Introduction

This article describes many of the issues with service provider Internet Protocol television (IPTV) deployments and how Cisco combats these issues with a state-of-the-art solution: Visual Quality Experience (VQE). The core function of Cisco VQE is maintaining the quality that former analog or cable TV consumers expect from the new IPTV method of content delivery. Cisco VQE is targeted mainly to wireline IPTV service providers. In the following discussion, you’ll learn about the problems that IPTV wireline service providers face, and the Cisco way of solving them quickly, successfully and with minimal overhead. You’ll also find out more about the Cisco VQE solution, its core features and benefits and the inner workings of its architecture.

IPTV Delivery Challenges – Network Anomalies

The set of issues resulting from delivery challenges so firmly nested in the IPTV starts with the combination of two incompatible technologies: real-time video delivery and IP. Putting every type of traffic on top of IP is an excellent and advanced idea when considered from aspects such as capital expenditure, operating expenditure, compatibility, simplicity, ease of management, fast churn time and many others. Unfortunately, most engineers ignore one very important fact: IP was not designed for reliable and real-time delivery of data, regardless of what that data actually represents.

When you take video into consideration, these delivery challenges deepen and widen even more. Video is intolerant of network factors such as jitter, delay and especially packet loss, because a single IP packet carries up to seven MPEG transport frames. Therefore, IP networks require additional functionality in order to deliver the video quality expected by subscribers. The accepted industry benchmark for quality is to deliver a maximum of one video "artifact" (perceived distortion) during the viewing of a one-hour movie. This level of quality translates into a network-layer requirement of a loss of fewer than 7.8E-7 video packets.

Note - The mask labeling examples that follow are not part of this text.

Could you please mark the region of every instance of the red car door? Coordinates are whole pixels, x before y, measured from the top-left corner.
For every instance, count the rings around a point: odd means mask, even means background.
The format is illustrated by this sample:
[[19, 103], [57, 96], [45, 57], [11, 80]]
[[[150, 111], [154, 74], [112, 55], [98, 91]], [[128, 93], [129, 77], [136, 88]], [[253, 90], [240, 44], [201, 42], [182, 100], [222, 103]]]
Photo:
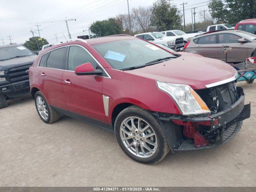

You can easily see the issue: a fairly small number of access networks are designed for such performance.

The complete glass-to-glass delivery of video consists of video packet flow through different parts of the network, using a set of different Layer 1 and Layer 2 technologies. Network anomalies in the core network leading to high video-packet losses are correlated events that impact many subscribers.

Correlated events – impact many subscribers:

- Link or node failures
   - APS convergence event
   - MPLS Fast Reroute
   - IGP Fast Convergence
- Multiple IPTV packet losses
- Typically low-frequency events

Given the bandwidth requirements of an MPEG2 Standard Definition video stream at 3.75 Mb/s, the actual packet rate is approximately 333 packets per second. An APS convergence event, for example, will result in a 50 ms interruption of flow, representing a loss of a minimum of 17 video packets. Network anomalies in the access network leading to low video-packet losses are uncorrelated events that impact few subscribers.

Uncorrelated events – impact few subscribers:

- Impulse noise on transmission lines
- Poor-quality internal wiring
- Single or multiple IPTV packet-loss events
- Typically high-frequency events

Figure 1:

Network anomalies – correlated and uncorrelated events

The Cisco VQE solution addresses the challenges of uncorrelated error events in the access portion of the network, using two approaches and technologies:

Low-overhead Application-Level Forward Error Correction (AL FEC)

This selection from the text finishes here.